Quote Originally Posted by twgonder View Post
Cool & thanks, I'll look and learn.

In the meantime, I still wonder how Access has been useful for developers when, as how this post started, if a main & sub forms (and even two different forms running at the same time) can smash on each other's variables when they both call the same subroutine that has module or static variables that the forms use separately.
With all due respect I think you already answered this in your very first post, it comes down to you not understanding how it's supposed to work in VBA. Every language has different syntax, semantics, and ways of doing things. It's not fair to expect them all to be the same. You seem to be hung up on the word 'module' and what that meant to you in the past.

if a main & sub forms (and even two different forms running at the same time) can smash on each other's variables when they both call the same subroutine that has module or static variables that the forms use separately
That is not what is happening.
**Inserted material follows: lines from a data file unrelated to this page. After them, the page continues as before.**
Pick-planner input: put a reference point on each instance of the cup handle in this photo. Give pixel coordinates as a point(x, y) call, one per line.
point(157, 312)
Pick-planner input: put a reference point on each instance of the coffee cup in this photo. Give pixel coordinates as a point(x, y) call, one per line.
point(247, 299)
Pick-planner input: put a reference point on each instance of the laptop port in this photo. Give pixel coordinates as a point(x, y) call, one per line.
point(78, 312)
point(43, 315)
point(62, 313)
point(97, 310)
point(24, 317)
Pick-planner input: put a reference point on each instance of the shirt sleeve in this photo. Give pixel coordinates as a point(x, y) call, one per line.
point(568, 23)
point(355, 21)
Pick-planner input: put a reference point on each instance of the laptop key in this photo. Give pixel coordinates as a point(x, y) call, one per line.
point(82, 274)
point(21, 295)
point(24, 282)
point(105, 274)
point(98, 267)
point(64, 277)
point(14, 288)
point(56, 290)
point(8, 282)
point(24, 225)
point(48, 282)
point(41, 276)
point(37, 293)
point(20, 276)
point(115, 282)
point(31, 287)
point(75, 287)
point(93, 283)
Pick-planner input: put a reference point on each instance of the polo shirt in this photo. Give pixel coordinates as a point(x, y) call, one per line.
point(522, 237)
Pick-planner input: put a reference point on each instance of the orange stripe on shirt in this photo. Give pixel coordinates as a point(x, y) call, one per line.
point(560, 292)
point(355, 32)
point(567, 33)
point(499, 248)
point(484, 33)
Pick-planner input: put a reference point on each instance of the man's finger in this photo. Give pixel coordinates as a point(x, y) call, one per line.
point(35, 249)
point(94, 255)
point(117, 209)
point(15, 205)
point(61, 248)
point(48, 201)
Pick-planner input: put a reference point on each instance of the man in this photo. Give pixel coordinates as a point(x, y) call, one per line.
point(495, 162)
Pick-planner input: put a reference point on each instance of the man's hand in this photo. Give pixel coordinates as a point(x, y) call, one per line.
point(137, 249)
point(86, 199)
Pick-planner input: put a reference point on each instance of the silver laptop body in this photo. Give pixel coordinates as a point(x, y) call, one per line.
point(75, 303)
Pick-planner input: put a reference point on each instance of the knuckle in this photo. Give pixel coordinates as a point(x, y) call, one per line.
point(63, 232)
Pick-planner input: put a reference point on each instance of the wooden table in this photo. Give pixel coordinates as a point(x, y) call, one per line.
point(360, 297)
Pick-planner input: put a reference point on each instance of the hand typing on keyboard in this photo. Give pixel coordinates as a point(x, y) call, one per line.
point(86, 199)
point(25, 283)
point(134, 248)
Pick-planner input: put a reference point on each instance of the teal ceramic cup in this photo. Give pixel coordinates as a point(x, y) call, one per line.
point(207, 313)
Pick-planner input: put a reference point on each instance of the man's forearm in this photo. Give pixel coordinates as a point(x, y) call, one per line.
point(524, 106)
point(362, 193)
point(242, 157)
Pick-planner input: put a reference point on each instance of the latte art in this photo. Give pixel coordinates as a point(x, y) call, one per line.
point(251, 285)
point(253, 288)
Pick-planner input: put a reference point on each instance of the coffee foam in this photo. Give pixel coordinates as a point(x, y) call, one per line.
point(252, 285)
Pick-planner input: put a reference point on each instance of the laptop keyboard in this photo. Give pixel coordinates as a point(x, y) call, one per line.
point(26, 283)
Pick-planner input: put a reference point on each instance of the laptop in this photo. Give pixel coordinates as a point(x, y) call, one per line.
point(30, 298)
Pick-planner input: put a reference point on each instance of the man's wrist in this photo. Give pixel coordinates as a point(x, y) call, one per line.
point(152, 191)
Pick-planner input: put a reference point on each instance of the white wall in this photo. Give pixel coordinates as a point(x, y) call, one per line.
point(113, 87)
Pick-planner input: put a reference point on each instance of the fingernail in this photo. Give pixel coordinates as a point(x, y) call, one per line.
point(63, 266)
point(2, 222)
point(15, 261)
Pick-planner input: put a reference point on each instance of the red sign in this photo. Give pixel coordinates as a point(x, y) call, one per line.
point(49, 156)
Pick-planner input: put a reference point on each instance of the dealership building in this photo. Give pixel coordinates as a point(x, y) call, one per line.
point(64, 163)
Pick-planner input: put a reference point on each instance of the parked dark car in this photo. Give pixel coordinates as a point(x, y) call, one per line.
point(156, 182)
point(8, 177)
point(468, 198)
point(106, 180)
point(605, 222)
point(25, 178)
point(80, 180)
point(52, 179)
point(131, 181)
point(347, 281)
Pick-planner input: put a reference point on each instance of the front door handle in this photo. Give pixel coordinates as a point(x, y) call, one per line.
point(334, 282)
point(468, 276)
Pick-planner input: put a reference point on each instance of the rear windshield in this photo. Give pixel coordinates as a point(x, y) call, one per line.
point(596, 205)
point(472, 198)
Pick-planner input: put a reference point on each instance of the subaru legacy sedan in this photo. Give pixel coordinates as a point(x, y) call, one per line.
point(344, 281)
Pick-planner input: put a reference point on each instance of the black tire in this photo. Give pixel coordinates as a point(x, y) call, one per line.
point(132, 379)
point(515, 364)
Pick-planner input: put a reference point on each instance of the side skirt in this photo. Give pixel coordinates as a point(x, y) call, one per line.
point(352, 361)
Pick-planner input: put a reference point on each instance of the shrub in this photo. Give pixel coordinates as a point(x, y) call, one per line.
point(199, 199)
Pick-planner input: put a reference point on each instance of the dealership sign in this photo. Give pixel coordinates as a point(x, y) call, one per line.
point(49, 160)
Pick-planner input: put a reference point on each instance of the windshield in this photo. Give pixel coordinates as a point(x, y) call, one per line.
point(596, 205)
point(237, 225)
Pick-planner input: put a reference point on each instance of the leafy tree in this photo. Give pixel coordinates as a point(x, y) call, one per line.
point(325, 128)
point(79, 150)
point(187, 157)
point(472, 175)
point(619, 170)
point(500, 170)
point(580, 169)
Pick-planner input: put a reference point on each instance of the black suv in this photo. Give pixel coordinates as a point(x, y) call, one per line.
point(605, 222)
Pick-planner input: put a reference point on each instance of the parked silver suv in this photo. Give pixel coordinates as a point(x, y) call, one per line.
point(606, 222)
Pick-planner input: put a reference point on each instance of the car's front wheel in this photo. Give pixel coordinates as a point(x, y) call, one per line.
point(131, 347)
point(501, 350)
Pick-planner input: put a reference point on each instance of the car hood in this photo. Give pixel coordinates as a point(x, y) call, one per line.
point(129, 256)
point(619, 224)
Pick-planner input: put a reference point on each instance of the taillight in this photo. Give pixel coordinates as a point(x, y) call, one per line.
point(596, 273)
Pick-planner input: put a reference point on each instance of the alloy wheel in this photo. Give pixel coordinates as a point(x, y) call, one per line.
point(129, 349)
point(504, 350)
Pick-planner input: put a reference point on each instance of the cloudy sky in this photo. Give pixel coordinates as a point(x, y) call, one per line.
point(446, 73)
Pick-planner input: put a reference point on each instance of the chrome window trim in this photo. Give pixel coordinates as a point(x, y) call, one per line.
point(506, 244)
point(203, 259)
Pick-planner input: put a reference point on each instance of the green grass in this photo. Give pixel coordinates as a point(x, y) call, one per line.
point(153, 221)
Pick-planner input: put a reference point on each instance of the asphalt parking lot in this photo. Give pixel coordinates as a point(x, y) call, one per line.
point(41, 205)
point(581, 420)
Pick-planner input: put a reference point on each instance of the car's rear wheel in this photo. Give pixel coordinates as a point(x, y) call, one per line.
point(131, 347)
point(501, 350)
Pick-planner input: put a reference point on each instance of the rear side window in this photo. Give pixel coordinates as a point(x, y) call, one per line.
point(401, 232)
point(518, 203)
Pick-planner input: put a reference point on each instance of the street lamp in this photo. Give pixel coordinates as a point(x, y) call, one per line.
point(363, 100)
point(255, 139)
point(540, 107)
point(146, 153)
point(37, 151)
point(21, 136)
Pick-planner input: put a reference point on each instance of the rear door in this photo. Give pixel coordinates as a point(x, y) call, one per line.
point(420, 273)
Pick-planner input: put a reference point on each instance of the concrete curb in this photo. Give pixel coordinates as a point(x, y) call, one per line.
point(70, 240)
The variables belong to the module, not the forms that call them (directly or indirectly). Your multiple forms are smashing on the module's variables. I'm at a loss for any other ways to explain it.

Does everything have to be turned into a class to preserve simple variables? It seems ludicrous to me and what I've experienced in computing over the past 45 years.
No. I've never had to write my own class module in VBA (disclaimer: I'm an amateur). And VBA has been around for 30 years, it's definitely not the new kid on the block.

There's always multiple ways to skin a cat. Different languages favor different coding styles/methods/approaches over others. For example, those ~30 lines of code I posted in #40 combined with appropriately designed 'configuration' tables might be enough to accomplish a large chunk of what you're trying to do without the use of any module or global variables.



Out of curiosity, what other programming languages are you referring back to?